Ken Shine

Personal information
- Born: 22 November 1947 Newcastle, New South Wales, Australia
- Died: 4 June 2026 (aged 78) Sydney, New South Wales, Australia

Coaching information
Club
| Years | Team | Gms | W | D | L | W% |
| 1994–1997 | South Sydney | 85 | 22 | 4 | 59 | 26 |
- Source: As of 19 February 2019

= Ken Shine =

Australian rugby league footballer and coach (1947–2026)

Ken Shine (22 November 1947 – 4 June 2026) was an Australian rugby league player and coach.

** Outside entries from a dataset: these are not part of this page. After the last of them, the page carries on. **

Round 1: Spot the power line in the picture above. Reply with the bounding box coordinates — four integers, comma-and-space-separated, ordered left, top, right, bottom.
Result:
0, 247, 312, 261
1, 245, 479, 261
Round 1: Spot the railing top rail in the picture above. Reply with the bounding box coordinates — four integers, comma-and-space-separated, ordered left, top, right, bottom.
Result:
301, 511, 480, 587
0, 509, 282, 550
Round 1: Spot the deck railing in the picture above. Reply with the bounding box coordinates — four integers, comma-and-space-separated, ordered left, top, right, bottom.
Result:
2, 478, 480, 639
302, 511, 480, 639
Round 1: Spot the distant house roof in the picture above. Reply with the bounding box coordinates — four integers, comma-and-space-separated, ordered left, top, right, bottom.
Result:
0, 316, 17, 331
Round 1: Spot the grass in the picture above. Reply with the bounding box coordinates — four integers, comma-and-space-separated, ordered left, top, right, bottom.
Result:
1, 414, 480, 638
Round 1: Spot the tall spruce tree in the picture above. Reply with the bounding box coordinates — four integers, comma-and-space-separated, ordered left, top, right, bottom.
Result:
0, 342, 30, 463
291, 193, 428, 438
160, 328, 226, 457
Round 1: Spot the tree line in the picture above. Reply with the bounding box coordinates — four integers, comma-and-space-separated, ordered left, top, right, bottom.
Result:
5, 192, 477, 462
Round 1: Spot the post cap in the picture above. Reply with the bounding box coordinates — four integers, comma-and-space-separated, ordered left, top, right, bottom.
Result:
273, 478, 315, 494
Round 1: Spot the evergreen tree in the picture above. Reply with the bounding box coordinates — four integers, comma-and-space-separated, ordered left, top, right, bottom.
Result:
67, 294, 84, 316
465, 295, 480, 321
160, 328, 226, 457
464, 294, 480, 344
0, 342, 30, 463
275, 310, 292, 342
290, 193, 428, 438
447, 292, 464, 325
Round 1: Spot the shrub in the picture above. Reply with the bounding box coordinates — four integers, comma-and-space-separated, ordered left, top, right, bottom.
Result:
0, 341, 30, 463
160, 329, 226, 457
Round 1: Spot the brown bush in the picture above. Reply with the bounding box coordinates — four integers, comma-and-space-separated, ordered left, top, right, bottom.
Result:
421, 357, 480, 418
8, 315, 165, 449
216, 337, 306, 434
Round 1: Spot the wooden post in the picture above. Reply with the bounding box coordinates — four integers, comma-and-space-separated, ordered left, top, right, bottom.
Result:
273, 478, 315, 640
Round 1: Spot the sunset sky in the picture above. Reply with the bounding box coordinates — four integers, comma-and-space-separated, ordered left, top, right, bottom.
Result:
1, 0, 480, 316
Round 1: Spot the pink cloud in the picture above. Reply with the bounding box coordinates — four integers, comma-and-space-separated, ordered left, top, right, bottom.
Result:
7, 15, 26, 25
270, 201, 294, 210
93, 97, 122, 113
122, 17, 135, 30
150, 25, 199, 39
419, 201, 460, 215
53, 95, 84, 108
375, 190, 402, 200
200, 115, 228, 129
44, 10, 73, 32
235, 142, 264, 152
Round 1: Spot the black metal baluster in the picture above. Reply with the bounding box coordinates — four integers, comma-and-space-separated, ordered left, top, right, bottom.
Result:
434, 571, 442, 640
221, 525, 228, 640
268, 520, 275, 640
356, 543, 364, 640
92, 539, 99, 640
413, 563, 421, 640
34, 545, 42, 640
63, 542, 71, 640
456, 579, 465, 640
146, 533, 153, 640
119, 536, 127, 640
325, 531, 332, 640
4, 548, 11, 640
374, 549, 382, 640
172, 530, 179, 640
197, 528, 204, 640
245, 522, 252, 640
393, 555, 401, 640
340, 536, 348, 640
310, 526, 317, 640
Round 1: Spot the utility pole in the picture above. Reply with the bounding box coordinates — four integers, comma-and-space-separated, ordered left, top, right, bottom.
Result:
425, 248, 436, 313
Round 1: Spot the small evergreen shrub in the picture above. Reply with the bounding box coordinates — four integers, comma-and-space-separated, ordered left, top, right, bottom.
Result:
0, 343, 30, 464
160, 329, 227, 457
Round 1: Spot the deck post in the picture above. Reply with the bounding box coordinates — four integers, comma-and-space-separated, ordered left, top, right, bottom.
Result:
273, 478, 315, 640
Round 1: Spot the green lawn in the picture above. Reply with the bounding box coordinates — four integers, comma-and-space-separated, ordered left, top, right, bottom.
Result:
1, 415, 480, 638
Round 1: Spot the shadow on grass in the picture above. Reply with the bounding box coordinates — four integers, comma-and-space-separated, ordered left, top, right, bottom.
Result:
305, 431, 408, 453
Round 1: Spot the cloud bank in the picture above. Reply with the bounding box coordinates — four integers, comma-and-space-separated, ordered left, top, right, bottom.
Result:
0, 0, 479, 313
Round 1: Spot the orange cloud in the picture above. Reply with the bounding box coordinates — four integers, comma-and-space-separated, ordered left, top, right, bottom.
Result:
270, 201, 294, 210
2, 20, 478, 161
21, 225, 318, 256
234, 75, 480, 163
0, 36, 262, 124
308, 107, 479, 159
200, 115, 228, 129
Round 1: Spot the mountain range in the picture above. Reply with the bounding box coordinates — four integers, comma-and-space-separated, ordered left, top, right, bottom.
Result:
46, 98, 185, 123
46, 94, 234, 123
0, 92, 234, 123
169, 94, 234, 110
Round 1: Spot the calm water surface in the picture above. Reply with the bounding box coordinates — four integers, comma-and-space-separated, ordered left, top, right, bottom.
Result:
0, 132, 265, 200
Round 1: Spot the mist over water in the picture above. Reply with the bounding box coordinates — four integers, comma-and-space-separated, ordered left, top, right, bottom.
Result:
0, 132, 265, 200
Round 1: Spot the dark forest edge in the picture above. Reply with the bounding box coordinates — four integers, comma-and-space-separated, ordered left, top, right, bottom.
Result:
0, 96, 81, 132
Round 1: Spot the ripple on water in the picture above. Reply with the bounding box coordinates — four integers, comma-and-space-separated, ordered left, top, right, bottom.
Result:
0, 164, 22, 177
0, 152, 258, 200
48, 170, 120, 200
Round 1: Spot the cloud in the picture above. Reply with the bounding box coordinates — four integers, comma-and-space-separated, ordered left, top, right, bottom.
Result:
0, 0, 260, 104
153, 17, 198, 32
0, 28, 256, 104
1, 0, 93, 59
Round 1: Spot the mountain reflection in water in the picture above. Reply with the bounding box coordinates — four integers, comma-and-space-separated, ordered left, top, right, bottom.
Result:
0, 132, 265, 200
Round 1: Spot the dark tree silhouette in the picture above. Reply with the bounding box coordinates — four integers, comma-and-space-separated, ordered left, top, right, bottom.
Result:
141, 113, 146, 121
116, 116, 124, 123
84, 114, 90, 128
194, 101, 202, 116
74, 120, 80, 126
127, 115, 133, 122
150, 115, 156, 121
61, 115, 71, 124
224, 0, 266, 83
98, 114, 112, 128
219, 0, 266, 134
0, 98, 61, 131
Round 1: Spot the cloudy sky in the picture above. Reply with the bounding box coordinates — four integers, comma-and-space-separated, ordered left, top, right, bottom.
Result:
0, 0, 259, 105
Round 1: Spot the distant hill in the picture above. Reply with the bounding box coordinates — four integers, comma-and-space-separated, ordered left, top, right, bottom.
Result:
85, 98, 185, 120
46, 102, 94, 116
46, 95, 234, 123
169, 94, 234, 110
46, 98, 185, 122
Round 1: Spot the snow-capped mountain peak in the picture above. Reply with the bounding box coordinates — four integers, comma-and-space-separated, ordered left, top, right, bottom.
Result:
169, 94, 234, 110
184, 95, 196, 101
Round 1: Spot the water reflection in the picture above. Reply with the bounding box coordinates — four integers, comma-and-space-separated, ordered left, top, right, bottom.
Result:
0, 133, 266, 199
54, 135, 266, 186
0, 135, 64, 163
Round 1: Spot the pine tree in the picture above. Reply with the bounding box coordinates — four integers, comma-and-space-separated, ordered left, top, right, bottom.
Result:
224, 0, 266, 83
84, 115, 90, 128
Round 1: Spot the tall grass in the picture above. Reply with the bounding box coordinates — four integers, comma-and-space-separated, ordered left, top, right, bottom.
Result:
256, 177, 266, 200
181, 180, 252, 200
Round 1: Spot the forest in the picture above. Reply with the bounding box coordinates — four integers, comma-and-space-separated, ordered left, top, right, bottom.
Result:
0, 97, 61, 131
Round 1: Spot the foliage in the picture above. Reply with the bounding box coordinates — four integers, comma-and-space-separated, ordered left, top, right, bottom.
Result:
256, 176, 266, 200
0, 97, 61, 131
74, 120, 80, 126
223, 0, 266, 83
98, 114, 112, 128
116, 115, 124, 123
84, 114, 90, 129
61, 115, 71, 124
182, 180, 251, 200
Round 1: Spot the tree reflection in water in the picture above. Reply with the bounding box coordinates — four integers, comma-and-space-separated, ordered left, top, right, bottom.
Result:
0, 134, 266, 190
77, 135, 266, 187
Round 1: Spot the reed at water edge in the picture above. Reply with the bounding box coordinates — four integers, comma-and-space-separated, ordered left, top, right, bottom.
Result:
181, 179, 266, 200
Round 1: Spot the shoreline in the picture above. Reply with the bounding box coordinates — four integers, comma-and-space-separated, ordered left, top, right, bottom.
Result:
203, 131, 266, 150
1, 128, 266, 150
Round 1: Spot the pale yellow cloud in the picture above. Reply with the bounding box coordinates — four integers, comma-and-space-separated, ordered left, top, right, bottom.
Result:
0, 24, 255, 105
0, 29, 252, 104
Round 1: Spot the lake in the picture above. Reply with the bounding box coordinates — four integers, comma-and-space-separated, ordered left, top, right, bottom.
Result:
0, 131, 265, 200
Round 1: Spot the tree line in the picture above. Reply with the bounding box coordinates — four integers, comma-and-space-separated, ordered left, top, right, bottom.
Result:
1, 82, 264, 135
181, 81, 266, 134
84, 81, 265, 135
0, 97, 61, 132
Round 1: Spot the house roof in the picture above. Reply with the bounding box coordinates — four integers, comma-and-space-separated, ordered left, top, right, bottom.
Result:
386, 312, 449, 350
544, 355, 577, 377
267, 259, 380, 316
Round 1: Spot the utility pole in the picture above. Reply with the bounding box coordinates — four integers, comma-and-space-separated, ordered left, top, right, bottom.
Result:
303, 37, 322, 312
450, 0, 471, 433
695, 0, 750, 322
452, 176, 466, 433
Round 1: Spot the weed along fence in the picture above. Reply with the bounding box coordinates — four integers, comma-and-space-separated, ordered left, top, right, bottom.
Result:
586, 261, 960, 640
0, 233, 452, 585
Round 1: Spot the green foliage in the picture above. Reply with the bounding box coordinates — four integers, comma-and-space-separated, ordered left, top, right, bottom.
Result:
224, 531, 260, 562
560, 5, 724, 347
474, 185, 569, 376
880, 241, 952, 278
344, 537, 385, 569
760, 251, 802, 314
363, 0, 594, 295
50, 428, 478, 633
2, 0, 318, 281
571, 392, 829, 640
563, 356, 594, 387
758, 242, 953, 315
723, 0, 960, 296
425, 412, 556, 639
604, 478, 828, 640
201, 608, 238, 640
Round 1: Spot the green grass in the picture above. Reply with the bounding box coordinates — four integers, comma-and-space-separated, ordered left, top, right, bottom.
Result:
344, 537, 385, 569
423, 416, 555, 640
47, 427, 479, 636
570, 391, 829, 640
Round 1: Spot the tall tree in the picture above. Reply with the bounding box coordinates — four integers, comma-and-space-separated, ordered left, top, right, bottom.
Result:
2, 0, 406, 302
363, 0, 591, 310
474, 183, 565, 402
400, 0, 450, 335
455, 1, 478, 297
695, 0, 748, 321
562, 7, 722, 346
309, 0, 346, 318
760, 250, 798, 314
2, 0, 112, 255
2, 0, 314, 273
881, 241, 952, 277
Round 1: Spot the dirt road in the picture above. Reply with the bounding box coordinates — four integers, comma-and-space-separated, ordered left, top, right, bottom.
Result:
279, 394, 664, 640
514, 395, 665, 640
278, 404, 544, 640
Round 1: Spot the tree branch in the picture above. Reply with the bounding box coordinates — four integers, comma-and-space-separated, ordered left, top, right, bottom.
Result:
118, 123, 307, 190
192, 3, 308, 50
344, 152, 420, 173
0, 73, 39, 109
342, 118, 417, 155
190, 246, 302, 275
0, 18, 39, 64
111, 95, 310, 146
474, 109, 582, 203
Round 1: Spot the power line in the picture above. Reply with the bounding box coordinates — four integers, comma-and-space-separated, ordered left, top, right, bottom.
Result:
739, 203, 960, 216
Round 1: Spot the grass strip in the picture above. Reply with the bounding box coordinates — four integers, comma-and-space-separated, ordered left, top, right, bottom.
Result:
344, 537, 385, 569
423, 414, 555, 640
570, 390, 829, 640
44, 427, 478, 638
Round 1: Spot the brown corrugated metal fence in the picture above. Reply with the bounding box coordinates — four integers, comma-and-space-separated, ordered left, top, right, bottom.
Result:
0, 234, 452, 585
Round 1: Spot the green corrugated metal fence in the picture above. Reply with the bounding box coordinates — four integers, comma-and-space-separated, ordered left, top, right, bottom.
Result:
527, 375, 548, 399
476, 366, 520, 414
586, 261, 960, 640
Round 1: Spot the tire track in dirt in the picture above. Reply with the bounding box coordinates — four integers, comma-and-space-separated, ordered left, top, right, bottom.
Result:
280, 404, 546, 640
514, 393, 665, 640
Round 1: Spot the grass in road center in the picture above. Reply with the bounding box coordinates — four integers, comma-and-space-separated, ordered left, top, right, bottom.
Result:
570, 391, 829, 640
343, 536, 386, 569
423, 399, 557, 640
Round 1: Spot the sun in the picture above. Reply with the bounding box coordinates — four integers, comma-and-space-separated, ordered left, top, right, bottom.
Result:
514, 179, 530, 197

He was head coach of the South Sydney Rabbitohs in the National Rugby League.

==Biography==
Shine replaced coach Bob McCarthy after McCarthy stepped down from the coaching role in Round 3 of the 1994 season.

At the time, Souths had just come off a strong pre season where they defeated the Brisbane Broncos 27–26 in a huge upset to win the Tooheys Challenge Cup.

In Shine's first season at coach, he took Souths on a seven-game winning streak and the club looked on track to qualify for the finals for the first time since their minor premiership win in 1989, but a major drop in form saw Souths lose eight of their last nine games.

He coached Souths up until the end of 1997 season until he was replaced by former North Sydney Bears coach Steve Martin.

Shine died in Sydney on 4 June 2026, at the age of 78.